Waterlogging tolerance in apple trees grafted on rootstocks from G, CG, and M series

Abstract

This study was performed to evaluate the waterlogging tolerance of Cornell-Geneva (G11, G202, G214, G935, CG4814, and CG5087), M26, and M9 apple rootstocks. After grafting ‘Fuji’ scions on each type of rootstock, grafted trees were planted in 17-L pots and grown in a greenhouse under well-irrigated conditions. Sixteen weeks after planting, grown trees were divided into two groups: one group was drip-irrigated daily with 2 L of water (control treatment, CT), and the other group was waterlogged by repeating flooding and drainage at 1- to 3-day intervals for 4 weeks (waterlogging treatment, WT).
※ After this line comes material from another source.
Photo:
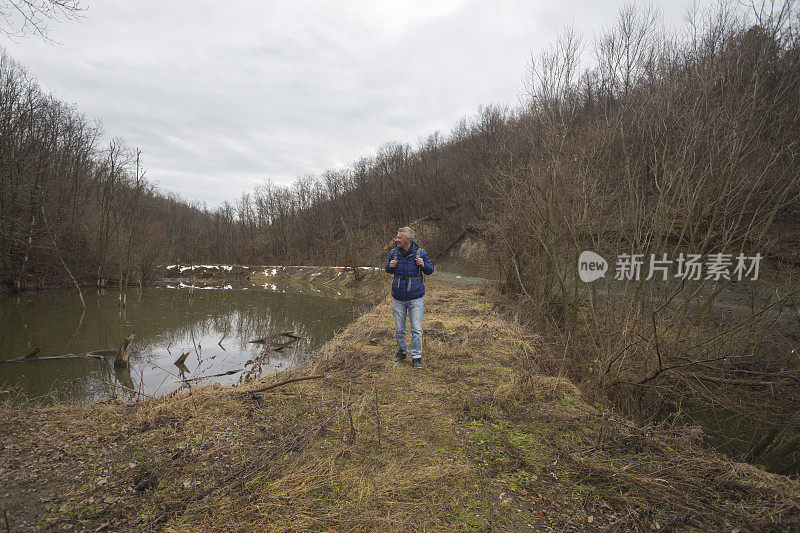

After the cessation of flooding, trees were irrigated as in CT for 18 days. Trees grafted on G202, G214, and M9 had markedly lower leaf water potential than CT trees on the 27th day of flooding; predawn leaf water potential was − 1.26 to − 1.45 MPa in WT trees and − 0.30 to − 0.32 MPa in CT trees, and midday leaf water potential was − 2.85 to − 3.03 MPa in WT trees and − 1.83 to − 1.87 MPa in CT trees. This difference persisted until the 18th day after the cessation of flooding. The net photosynthetic rate and stomatal conductance of trees grafted on these rootstocks were also extremely low in WT trees, and they did not recover to the corresponding levels in CT trees until the 18th day after the cessation of flooding. Among WT trees, the height, trunk cross-sectional area, and dry weight of G202, G214, and M9 trees were markedly lower than those of trees grafted on other rootstocks, whereas CG4814 trees showed the least reduction in these parameters. The defoliation percentages of G202, G214, and M9 trees were 22%, 23%, and 35%, respectively, in WT trees, whereas trees grafted on other rootstocks had 4 to 9% defoliation. Thus, G202 and G214 trees showed similar sensitivity levels as M9 trees, whereas CG4814 trees were more resistant to flooding than M26 trees, and G11, G935, and CG5087 trees showed a waterlogging tolerance comparable to M26 trees.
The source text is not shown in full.